From the Fort Wayne Journal Gazette:

“Every DMAT (Disaster Medical Assistance Team) team in this country is deployed,” said FEMA spokesman Marty Bahamonde. A dozen of the 35-person teams have been treating victims in tents at Louis Armstrong International Airport, just outside New Orleans. The Centers for Disease Control and Prevention dispatched 140 people, while the Department of Health and Human Services has more than 700 people on the ground.

The unprecedented effort to provide care to tens of thousands of people has required millions of dollars, improvised medical techniques and, in at least one case, theft by a physician who persuaded local police to help him snatch medications from a pharmacy. For one full week now, doctors have worked in MASH-style surroundings, leaning over patients on flimsy military cots, flipping through textbooks to make sense of symptoms they have never seen before.

“I’m a pathologist,” said Greg Henderson, a physician who moved to the New Orleans area two weeks ago. Roaming the streets of downtown in his surgical scrubs, Henderson was suddenly confronting rashes and illnesses he hadn’t seen since medical school. Armed with a Physicians’ Desk Reference – the pharmaceutical bible – and the stolen medicines, he administered to the sick and dying in a hotel lobby and the corridors of the city’s convention center.

Thousands – including infants, elderly and patients with existing health problems – literally sat in the sun for days with no food, water or medicine. “They basically start to rot alive,” Henderson said as he led one group of ill people to McNabb’s military helicopters.

Many landed on the track field of Louisiana State University in Baton Rouge. In an arena and an adjacent field house, volunteers from Illinois, New Mexico and the federal Public Health Service Commissioned Corps staffed an 800-bed hospital, making the gymnasium the largest acute care facility in the state.

Mobile ER, Update

A follow up to a September 4th blog, also excerpted from the Charlotte Observer:

After some bureaucratic delays, the mobile hospital that left Charlotte Friday to help victims of Hurricane Katrina began operating late Sunday in the parking lot of a demolished Kmart in Bay Saint Louis, Miss., about 60 miles east of New Orleans.

Doctors and nurses from Carolinas Medical Center and other N.C. hospitals treated about 85 to 100 patients Monday, relieving the storm-damaged Hancock Regional Hospital, said CMC spokesman Scott White, who is traveling with the crew.
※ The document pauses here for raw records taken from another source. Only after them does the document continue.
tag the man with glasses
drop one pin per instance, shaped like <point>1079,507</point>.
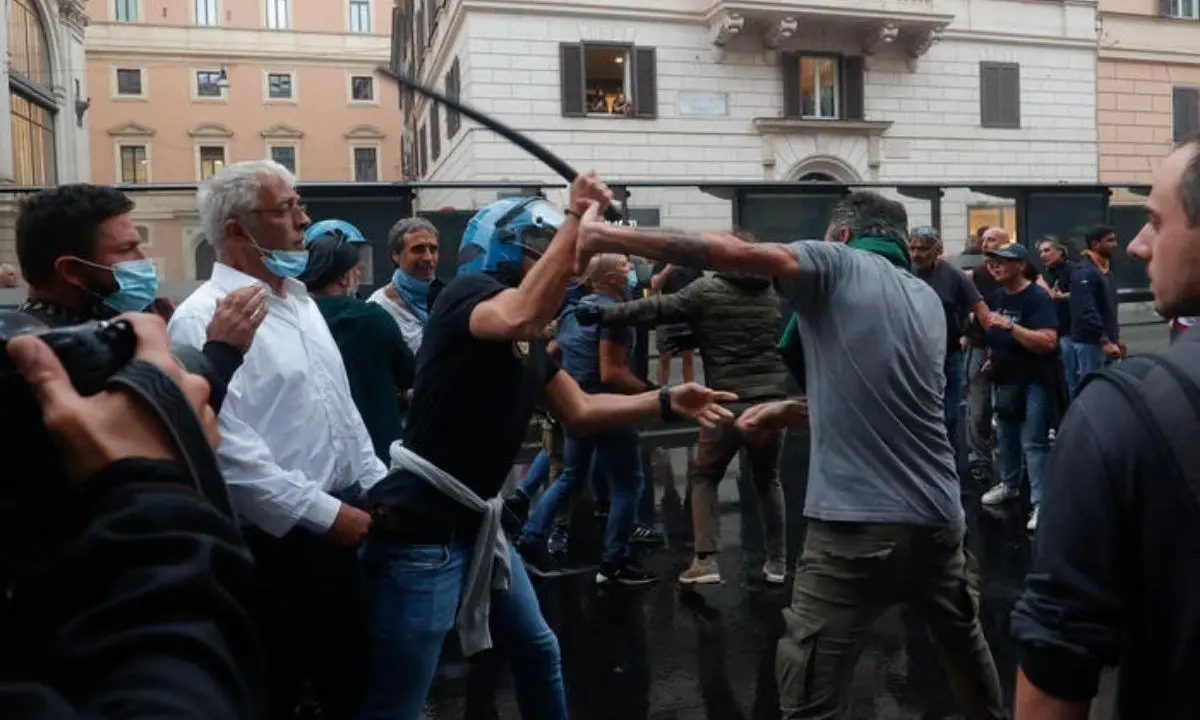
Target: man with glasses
<point>294,450</point>
<point>959,299</point>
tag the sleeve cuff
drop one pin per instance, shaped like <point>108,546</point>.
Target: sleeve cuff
<point>321,514</point>
<point>1059,672</point>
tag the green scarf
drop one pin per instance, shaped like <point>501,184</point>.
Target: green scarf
<point>894,251</point>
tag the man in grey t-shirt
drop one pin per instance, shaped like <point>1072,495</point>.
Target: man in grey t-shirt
<point>886,521</point>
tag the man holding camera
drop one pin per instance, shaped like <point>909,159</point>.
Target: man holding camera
<point>83,259</point>
<point>143,612</point>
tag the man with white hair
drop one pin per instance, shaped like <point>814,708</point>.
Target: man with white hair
<point>294,449</point>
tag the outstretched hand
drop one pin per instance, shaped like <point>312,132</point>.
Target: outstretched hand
<point>700,403</point>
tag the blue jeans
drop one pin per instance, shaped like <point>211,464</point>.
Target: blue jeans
<point>414,592</point>
<point>618,454</point>
<point>953,400</point>
<point>1027,441</point>
<point>1069,364</point>
<point>1089,358</point>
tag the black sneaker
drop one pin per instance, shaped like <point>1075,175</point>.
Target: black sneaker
<point>645,534</point>
<point>628,574</point>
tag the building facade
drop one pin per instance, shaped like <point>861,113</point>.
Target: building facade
<point>43,115</point>
<point>1149,84</point>
<point>180,88</point>
<point>940,91</point>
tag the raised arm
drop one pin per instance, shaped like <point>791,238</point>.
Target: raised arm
<point>525,311</point>
<point>713,250</point>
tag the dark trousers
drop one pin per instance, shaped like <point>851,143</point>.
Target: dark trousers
<point>311,610</point>
<point>847,576</point>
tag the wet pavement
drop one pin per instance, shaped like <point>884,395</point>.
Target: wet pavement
<point>670,654</point>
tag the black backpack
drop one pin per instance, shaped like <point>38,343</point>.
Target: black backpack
<point>1171,426</point>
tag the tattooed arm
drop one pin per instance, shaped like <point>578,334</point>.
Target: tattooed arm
<point>700,249</point>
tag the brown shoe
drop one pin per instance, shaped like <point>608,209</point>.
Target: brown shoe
<point>702,571</point>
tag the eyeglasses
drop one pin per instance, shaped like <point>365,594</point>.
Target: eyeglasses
<point>292,204</point>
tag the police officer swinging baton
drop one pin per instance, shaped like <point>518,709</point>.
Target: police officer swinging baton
<point>521,141</point>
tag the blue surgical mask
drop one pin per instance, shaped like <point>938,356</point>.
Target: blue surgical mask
<point>414,292</point>
<point>137,282</point>
<point>137,285</point>
<point>282,263</point>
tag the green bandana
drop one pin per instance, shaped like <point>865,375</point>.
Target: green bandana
<point>894,251</point>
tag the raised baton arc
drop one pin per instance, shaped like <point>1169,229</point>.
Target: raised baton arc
<point>517,138</point>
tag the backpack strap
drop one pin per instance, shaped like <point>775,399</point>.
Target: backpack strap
<point>1171,426</point>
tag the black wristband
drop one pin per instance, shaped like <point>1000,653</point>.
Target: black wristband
<point>665,409</point>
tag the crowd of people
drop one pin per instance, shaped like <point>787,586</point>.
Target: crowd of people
<point>366,448</point>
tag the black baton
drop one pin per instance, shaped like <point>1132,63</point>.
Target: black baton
<point>517,138</point>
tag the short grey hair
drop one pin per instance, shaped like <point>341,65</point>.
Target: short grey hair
<point>234,191</point>
<point>406,226</point>
<point>871,215</point>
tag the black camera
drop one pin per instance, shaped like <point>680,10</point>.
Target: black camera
<point>91,352</point>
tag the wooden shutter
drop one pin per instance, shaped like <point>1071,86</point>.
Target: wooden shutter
<point>570,58</point>
<point>1186,111</point>
<point>852,84</point>
<point>646,83</point>
<point>435,132</point>
<point>1000,95</point>
<point>454,90</point>
<point>791,67</point>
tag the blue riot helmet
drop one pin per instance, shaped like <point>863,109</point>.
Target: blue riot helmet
<point>337,228</point>
<point>504,232</point>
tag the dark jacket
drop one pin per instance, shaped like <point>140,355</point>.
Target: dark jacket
<point>1093,305</point>
<point>378,364</point>
<point>736,323</point>
<point>1059,277</point>
<point>143,616</point>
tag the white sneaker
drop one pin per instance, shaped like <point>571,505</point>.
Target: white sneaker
<point>999,493</point>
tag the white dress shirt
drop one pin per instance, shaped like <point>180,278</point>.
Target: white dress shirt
<point>409,327</point>
<point>291,435</point>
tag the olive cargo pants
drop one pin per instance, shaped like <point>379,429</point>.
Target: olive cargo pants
<point>847,575</point>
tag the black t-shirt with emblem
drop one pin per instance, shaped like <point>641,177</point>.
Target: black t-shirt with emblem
<point>472,401</point>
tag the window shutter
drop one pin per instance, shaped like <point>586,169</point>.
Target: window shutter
<point>852,83</point>
<point>791,66</point>
<point>571,79</point>
<point>1186,111</point>
<point>1011,95</point>
<point>435,132</point>
<point>646,83</point>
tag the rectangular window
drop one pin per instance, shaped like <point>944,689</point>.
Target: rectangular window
<point>993,216</point>
<point>1000,95</point>
<point>279,85</point>
<point>277,15</point>
<point>129,82</point>
<point>126,11</point>
<point>208,83</point>
<point>609,81</point>
<point>366,165</point>
<point>360,16</point>
<point>135,165</point>
<point>285,155</point>
<point>211,161</point>
<point>1183,9</point>
<point>363,88</point>
<point>207,12</point>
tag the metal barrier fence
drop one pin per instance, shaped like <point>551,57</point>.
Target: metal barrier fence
<point>773,211</point>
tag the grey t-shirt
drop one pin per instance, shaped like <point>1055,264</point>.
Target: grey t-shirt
<point>874,342</point>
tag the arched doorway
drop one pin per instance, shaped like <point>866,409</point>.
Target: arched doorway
<point>204,257</point>
<point>31,94</point>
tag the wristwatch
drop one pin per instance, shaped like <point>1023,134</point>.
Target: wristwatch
<point>665,409</point>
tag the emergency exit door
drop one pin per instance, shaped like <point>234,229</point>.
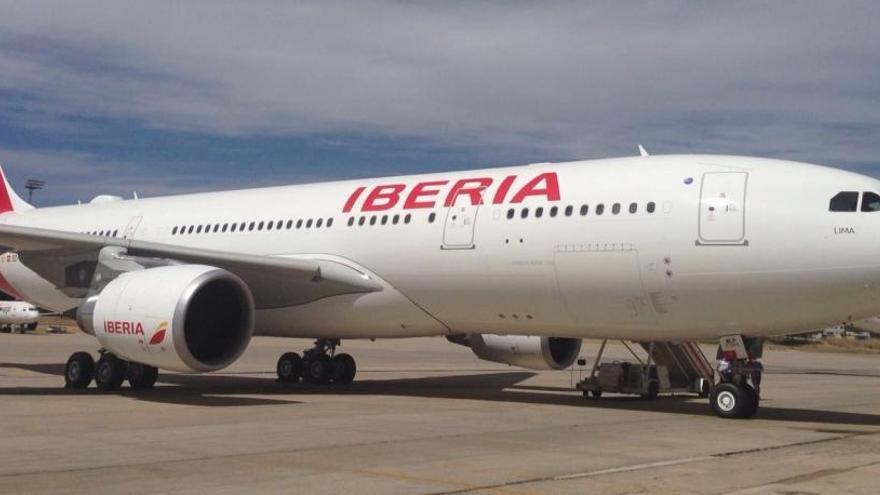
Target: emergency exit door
<point>461,220</point>
<point>723,208</point>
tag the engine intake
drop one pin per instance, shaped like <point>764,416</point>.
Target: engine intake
<point>189,318</point>
<point>538,353</point>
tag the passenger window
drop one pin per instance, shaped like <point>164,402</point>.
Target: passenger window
<point>845,201</point>
<point>870,202</point>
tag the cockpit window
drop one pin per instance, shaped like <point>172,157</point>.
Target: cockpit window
<point>870,201</point>
<point>845,201</point>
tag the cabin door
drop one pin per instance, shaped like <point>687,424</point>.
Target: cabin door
<point>723,208</point>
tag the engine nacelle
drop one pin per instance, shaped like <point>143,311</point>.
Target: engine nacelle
<point>189,318</point>
<point>537,353</point>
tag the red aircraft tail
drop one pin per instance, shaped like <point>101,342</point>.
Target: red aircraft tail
<point>9,201</point>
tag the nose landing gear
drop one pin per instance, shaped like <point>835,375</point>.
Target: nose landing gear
<point>318,365</point>
<point>738,394</point>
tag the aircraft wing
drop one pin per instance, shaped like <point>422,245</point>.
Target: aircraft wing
<point>69,260</point>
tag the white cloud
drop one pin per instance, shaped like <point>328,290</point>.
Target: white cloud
<point>570,78</point>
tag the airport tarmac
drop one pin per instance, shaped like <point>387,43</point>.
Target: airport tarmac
<point>426,416</point>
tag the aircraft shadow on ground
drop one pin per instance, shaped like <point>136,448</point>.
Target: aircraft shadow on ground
<point>226,390</point>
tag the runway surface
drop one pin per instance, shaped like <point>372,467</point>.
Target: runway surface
<point>425,416</point>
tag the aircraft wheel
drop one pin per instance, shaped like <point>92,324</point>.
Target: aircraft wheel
<point>140,376</point>
<point>731,401</point>
<point>110,372</point>
<point>290,367</point>
<point>344,370</point>
<point>79,370</point>
<point>317,369</point>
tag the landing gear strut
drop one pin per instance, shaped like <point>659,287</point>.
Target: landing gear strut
<point>320,365</point>
<point>738,394</point>
<point>109,372</point>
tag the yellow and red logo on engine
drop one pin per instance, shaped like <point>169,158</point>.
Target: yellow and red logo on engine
<point>136,328</point>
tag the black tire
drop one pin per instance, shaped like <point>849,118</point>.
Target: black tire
<point>653,391</point>
<point>79,370</point>
<point>289,367</point>
<point>317,369</point>
<point>141,376</point>
<point>731,401</point>
<point>110,372</point>
<point>344,370</point>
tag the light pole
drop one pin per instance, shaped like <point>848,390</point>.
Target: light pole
<point>32,185</point>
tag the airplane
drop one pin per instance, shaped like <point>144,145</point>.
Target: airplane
<point>520,263</point>
<point>22,314</point>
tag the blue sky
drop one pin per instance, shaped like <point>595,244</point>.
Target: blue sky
<point>164,97</point>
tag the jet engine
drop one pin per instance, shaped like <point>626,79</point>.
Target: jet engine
<point>538,353</point>
<point>189,318</point>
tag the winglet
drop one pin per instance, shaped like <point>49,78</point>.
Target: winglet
<point>9,201</point>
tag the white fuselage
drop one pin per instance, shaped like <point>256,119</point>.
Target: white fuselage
<point>733,245</point>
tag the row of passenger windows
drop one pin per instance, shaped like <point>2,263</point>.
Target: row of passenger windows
<point>849,201</point>
<point>102,233</point>
<point>384,219</point>
<point>252,226</point>
<point>584,210</point>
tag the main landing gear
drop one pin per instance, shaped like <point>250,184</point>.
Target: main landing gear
<point>320,365</point>
<point>109,372</point>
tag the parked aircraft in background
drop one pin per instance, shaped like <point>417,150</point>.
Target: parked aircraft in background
<point>18,315</point>
<point>650,248</point>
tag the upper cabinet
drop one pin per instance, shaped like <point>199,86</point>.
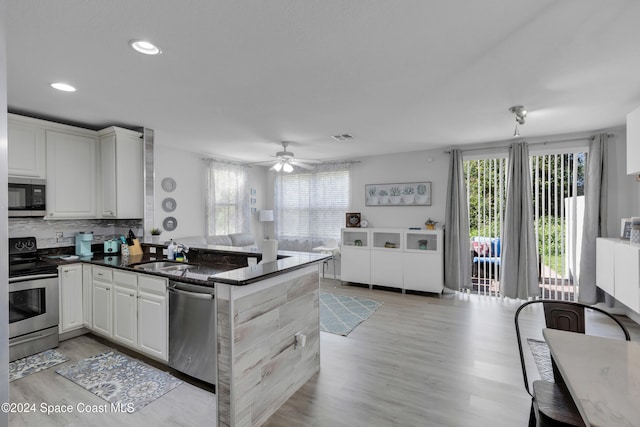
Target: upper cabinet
<point>26,148</point>
<point>633,142</point>
<point>89,174</point>
<point>122,166</point>
<point>72,162</point>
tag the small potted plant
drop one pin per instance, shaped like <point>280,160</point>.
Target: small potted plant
<point>408,195</point>
<point>155,234</point>
<point>395,194</point>
<point>421,197</point>
<point>383,197</point>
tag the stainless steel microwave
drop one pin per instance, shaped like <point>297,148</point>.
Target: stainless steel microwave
<point>27,197</point>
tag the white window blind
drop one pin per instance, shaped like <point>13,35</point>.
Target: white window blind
<point>310,207</point>
<point>227,201</point>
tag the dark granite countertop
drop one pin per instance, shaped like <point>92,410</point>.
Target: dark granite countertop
<point>213,264</point>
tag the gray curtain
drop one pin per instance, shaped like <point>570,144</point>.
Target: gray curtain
<point>519,255</point>
<point>595,218</point>
<point>457,257</point>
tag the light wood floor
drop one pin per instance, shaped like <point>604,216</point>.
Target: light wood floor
<point>417,361</point>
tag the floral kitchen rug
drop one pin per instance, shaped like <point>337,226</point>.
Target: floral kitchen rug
<point>340,314</point>
<point>120,380</point>
<point>31,364</point>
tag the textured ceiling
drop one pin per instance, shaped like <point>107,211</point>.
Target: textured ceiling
<point>237,77</point>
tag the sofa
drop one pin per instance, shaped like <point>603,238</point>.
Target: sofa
<point>235,239</point>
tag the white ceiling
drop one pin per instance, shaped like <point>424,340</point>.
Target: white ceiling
<point>237,77</point>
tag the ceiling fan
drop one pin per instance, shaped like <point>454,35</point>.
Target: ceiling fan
<point>285,160</point>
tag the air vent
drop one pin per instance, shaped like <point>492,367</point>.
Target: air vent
<point>343,137</point>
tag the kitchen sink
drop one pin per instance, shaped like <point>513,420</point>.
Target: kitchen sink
<point>164,266</point>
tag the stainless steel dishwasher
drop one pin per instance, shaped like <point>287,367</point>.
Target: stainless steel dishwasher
<point>192,330</point>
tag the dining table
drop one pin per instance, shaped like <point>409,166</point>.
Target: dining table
<point>601,374</point>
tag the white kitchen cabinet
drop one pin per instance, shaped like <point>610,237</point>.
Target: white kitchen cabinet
<point>153,316</point>
<point>386,258</point>
<point>121,173</point>
<point>618,270</point>
<point>102,307</point>
<point>87,300</point>
<point>71,174</point>
<point>125,307</point>
<point>26,147</point>
<point>423,261</point>
<point>400,258</point>
<point>355,256</point>
<point>70,293</point>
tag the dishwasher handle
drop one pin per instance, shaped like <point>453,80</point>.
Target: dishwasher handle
<point>190,294</point>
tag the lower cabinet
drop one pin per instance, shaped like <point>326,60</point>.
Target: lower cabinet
<point>102,306</point>
<point>70,294</point>
<point>131,309</point>
<point>153,311</point>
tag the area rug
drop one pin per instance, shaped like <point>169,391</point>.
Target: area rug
<point>120,380</point>
<point>542,357</point>
<point>31,364</point>
<point>340,314</point>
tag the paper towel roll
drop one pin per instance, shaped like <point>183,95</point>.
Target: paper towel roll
<point>269,250</point>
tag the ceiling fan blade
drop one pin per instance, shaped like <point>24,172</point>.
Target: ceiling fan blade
<point>301,165</point>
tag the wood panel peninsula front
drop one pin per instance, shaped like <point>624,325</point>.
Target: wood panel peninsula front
<point>268,322</point>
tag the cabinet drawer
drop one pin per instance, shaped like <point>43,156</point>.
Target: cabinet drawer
<point>102,274</point>
<point>125,279</point>
<point>152,284</point>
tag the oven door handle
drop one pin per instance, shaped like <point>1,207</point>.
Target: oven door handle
<point>32,277</point>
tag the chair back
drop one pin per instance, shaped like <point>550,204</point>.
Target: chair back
<point>564,315</point>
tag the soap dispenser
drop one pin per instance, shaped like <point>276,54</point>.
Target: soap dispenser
<point>171,250</point>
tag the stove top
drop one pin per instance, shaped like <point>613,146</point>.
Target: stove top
<point>23,258</point>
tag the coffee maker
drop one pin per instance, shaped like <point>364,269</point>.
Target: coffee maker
<point>83,243</point>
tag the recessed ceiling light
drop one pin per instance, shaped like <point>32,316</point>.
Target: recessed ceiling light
<point>145,47</point>
<point>63,87</point>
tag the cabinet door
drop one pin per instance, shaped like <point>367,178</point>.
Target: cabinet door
<point>102,307</point>
<point>26,149</point>
<point>605,253</point>
<point>125,325</point>
<point>71,175</point>
<point>152,324</point>
<point>87,318</point>
<point>355,265</point>
<point>627,275</point>
<point>386,267</point>
<point>423,272</point>
<point>70,281</point>
<point>153,316</point>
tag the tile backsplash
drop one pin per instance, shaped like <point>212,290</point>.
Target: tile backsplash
<point>45,231</point>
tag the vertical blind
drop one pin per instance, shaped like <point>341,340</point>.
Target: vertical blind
<point>227,201</point>
<point>310,206</point>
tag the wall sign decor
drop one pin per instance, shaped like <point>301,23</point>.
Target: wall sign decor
<point>401,194</point>
<point>353,219</point>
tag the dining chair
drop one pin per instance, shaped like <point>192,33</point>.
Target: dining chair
<point>551,402</point>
Most of the patients reported minor problems, such as dehydration, cuts and bruises. A few trauma victims were treated after an automobile crash, White said.

“It’s filthy here,” White said by cell phone Monday. “The storm surge left all kinds of stuff.”

For example, he said, before the crew could convert its two 18-wheel tractor-trailers into the mobile hospital, it waited for front-end loaders to clear the parking lot of cars that had been deposited there during the hurricane and flood.

Communication with government agencies has been difficult, White said, but “once we caught up with the right guy,” the hospital was assigned to Bay Saint Louis.

The mobile hospital, called Carolinas MED-1, was designed by Dr. Tom Blackwell, a CMC emergency physician and coordinator of the relief effort. MED-1 was built with a grant from the Office of Homeland Security. It travels in a convoy that includes the two tractor-trailers that convert into a 100-patient hospital, complete with operating rooms.